The DIP method suffers from significant structural artifacts in high noise
levels. Though retrieving some details from adjacent frames, VBM4D also brings
subtle artifacts to the denoised images, which degrade image quality. In
comparison, the proposed method is able to recover more detail structures
with higher image quality.Conclusion
In summary, we proposed a self-supervised
deep learning method for cardiac MRI denoising, which explores similarity of
image content at different time frames by estimating the motion during imaging
and improve image quality with sequential single- and multi-image denoising
networks. Besides, the proposed method only trained on a single scan and has no prerequisite on large
training dataset, making it practical for applications with scarce data.
Experiments on a variety of noise settings show that our method has comparable
or even better performance than other state-of-the-art unsupervised or
self-supervised denoising methods.Acknowledgements
No acknowledgement found.References
[1] Quan, Y., Chen, M., Pang, T., & Ji, H. (2020).

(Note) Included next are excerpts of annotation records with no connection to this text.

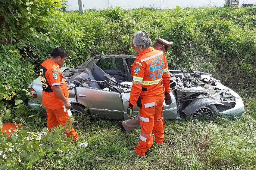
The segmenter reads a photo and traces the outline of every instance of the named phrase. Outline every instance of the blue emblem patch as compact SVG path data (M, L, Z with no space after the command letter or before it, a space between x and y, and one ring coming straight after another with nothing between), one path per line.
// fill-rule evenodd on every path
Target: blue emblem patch
M139 73L139 71L140 70L140 67L136 67L134 68L134 73L135 74L138 74Z
M59 77L59 73L53 73L53 76L55 79L57 79Z

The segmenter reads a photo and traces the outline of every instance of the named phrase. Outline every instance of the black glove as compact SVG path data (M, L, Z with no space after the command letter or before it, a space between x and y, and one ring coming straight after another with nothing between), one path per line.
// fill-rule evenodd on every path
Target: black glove
M132 119L134 119L134 118L133 117L133 109L128 106L127 108L127 115L129 118Z
M164 99L165 100L165 104L166 105L170 105L172 103L172 98L171 95L168 93L164 92Z
M141 104L141 98L139 96L139 98L137 102L137 106L139 107L141 107L142 106L142 105Z

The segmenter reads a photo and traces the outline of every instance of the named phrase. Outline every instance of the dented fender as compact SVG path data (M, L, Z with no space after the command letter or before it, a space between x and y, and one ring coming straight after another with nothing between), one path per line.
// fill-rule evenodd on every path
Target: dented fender
M209 98L199 99L190 103L182 112L188 115L204 107L211 104L218 104L225 105L221 103Z

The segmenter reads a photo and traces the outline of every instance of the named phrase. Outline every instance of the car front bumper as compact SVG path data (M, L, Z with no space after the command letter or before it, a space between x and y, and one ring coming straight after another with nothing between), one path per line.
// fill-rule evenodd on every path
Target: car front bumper
M220 113L227 118L240 117L245 109L244 103L241 97L236 99L236 103L234 107Z
M45 108L41 104L35 103L30 100L28 102L28 106L31 109L33 109L34 111L37 113L46 112Z

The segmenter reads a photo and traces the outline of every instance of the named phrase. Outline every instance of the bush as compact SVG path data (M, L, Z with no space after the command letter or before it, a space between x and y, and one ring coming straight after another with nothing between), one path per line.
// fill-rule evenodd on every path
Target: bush
M219 46L229 54L256 54L256 33L253 30L239 29L227 32L218 39Z
M167 26L162 31L162 37L173 42L172 47L175 52L181 52L189 41L194 37L195 23L190 15L177 19L176 22Z
M106 17L112 21L120 21L123 18L124 14L124 12L121 10L120 7L117 7L112 10L103 10L101 12L101 16Z
M25 99L26 89L34 79L34 66L15 46L0 46L0 99Z

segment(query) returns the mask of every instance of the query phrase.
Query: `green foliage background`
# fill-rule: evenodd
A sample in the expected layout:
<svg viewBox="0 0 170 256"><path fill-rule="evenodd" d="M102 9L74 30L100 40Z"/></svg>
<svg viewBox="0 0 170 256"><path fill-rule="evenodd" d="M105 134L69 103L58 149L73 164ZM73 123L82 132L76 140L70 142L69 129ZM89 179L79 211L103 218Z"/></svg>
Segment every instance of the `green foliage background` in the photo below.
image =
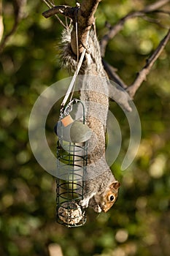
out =
<svg viewBox="0 0 170 256"><path fill-rule="evenodd" d="M96 26L100 39L107 20L115 24L128 12L154 1L111 1L100 3ZM13 23L11 1L4 1L4 33ZM74 1L56 1L74 5ZM0 56L0 255L47 255L50 243L59 244L64 256L168 256L170 251L170 44L137 92L142 138L133 164L120 171L127 150L128 123L120 108L110 109L119 121L123 147L112 166L121 182L119 198L107 213L88 212L87 224L67 229L55 222L55 178L35 160L29 146L28 124L39 94L69 76L57 56L61 26L55 18L42 16L41 1L30 0L23 19ZM170 10L167 6L166 10ZM169 26L169 16L150 15ZM135 18L112 40L106 60L131 84L136 72L164 37L166 29ZM55 150L56 111L47 118L47 135Z"/></svg>

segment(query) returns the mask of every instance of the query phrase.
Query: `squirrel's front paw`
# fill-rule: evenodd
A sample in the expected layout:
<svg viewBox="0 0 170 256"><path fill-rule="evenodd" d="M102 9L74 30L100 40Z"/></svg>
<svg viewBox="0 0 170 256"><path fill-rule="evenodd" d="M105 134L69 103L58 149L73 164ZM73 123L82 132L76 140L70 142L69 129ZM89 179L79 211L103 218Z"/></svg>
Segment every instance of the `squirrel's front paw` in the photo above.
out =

Self2Self With Dropout: Learning Self-Supervised Denoising From Single Image. In Proceedings of the IEEE/CVF Conference on Computer Vision and Pattern Recognition (pp. 1890-1898).

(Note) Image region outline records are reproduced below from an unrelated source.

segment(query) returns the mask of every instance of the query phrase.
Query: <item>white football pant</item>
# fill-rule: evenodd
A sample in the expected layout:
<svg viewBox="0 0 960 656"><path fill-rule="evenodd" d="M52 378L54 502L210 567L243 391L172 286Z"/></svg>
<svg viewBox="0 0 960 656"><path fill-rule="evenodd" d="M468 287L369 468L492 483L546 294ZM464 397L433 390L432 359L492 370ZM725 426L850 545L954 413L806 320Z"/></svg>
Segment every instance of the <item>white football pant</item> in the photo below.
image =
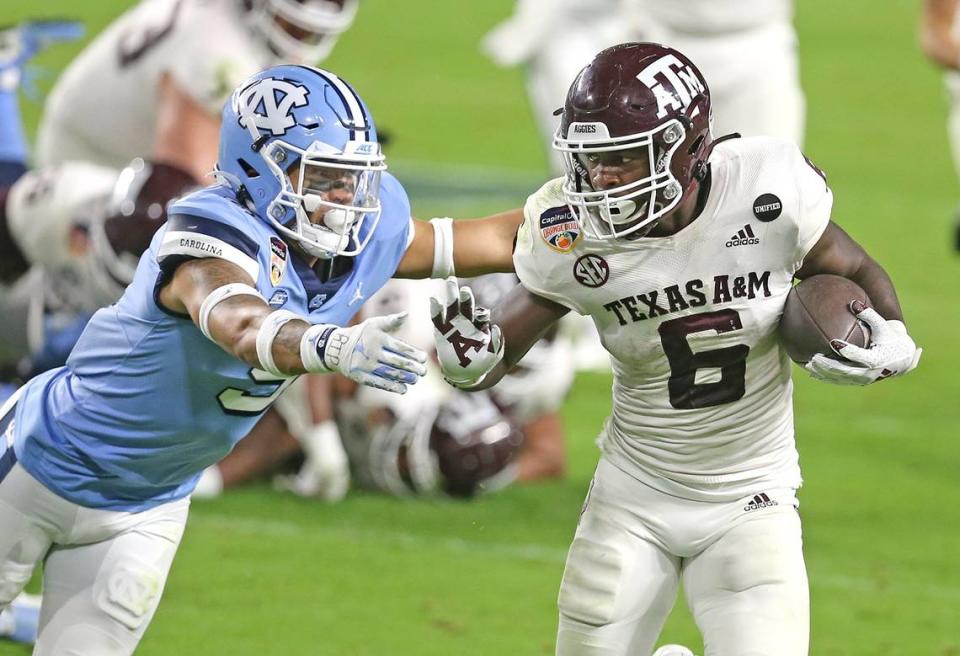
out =
<svg viewBox="0 0 960 656"><path fill-rule="evenodd" d="M601 458L560 586L556 653L652 653L682 580L705 656L806 656L796 503L789 489L680 499Z"/></svg>
<svg viewBox="0 0 960 656"><path fill-rule="evenodd" d="M957 175L960 176L960 74L947 73L945 81L950 100L950 112L947 115L947 134L950 136L953 166Z"/></svg>
<svg viewBox="0 0 960 656"><path fill-rule="evenodd" d="M132 654L160 602L188 509L189 497L139 513L85 508L14 464L0 476L0 610L46 559L34 656Z"/></svg>

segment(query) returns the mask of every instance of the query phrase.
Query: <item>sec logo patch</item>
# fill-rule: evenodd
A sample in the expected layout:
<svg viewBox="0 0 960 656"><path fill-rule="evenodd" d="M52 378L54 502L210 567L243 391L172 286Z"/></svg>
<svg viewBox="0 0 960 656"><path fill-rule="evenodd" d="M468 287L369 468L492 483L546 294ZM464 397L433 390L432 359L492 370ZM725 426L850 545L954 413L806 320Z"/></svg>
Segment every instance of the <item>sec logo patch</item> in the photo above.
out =
<svg viewBox="0 0 960 656"><path fill-rule="evenodd" d="M540 215L540 236L553 250L569 253L580 239L580 224L569 207L551 207Z"/></svg>
<svg viewBox="0 0 960 656"><path fill-rule="evenodd" d="M610 279L610 265L599 255L583 255L573 263L573 277L584 287L601 287Z"/></svg>

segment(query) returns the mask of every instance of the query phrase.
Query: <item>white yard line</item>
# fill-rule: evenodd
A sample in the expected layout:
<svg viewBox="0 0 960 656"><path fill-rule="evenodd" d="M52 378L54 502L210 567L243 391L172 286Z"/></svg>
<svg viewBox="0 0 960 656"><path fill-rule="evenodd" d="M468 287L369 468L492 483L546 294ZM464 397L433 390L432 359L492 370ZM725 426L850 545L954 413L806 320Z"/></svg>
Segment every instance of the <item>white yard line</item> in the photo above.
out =
<svg viewBox="0 0 960 656"><path fill-rule="evenodd" d="M516 560L542 563L545 565L562 566L567 557L566 547L559 548L536 543L474 542L462 538L436 538L402 530L384 529L357 529L342 526L315 528L297 522L254 519L220 515L211 513L197 513L190 518L190 524L207 526L217 530L247 533L250 535L282 535L304 539L317 540L362 540L370 543L403 547L413 551L424 548L441 549L450 553L475 554L479 556L506 557ZM842 574L820 574L811 577L811 587L829 588L834 590L853 591L882 595L872 579L860 576ZM929 584L891 585L888 591L898 594L911 593L927 598L960 602L960 587Z"/></svg>

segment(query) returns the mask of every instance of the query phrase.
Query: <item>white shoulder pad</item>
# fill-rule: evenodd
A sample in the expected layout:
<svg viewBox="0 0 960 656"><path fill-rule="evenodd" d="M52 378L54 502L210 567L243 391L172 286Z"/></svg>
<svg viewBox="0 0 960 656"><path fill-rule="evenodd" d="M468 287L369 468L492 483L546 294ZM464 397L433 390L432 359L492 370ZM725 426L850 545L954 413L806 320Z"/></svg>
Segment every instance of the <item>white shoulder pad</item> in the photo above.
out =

[2] Balakrishnan, G., Zhao, A., Sabuncu, M. R., Guttag, J., & Dalca, A. V. (2019). Voxelmorph: a learning framework for deformable medical image registration. IEEE transactions on medical imaging, 38(8), 1788-1800.
[3] Bernard, O., Lalande, A., Zotti, C., Cervenansky, F., Yang, X., Heng, P. A., ... & Sanroma, G. (2018). Deep learning techniques for automatic MRI cardiac multi-structures segmentation and diagnosis: is the problem solved?. IEEE transactions on medical imaging, 37(11), 2514-2525.
[4] Ulyanov, D., Vedaldi, A., & Lempitsky, V. (2018). Deep image prior. In Proceedings of the IEEE Conference on Computer Vision and Pattern Recognition (pp. 9446-9454).
[5] Dabov, K., Foi, A., Katkovnik, V., & Egiazarian, K. (2007). Image denoising by sparse 3-D transform-domain collaborative filtering. IEEE Transactions on image processing, 16(8), 2080-2095.
[6] Maggioni, M., Boracchi, G., Foi, A., & Egiazarian, K. (2012). Video denoising, deblocking, and enhancement through separable 4-D nonlocal spatiotemporal transforms. IEEE Transactions on image processing, 21(9), 3952-3966.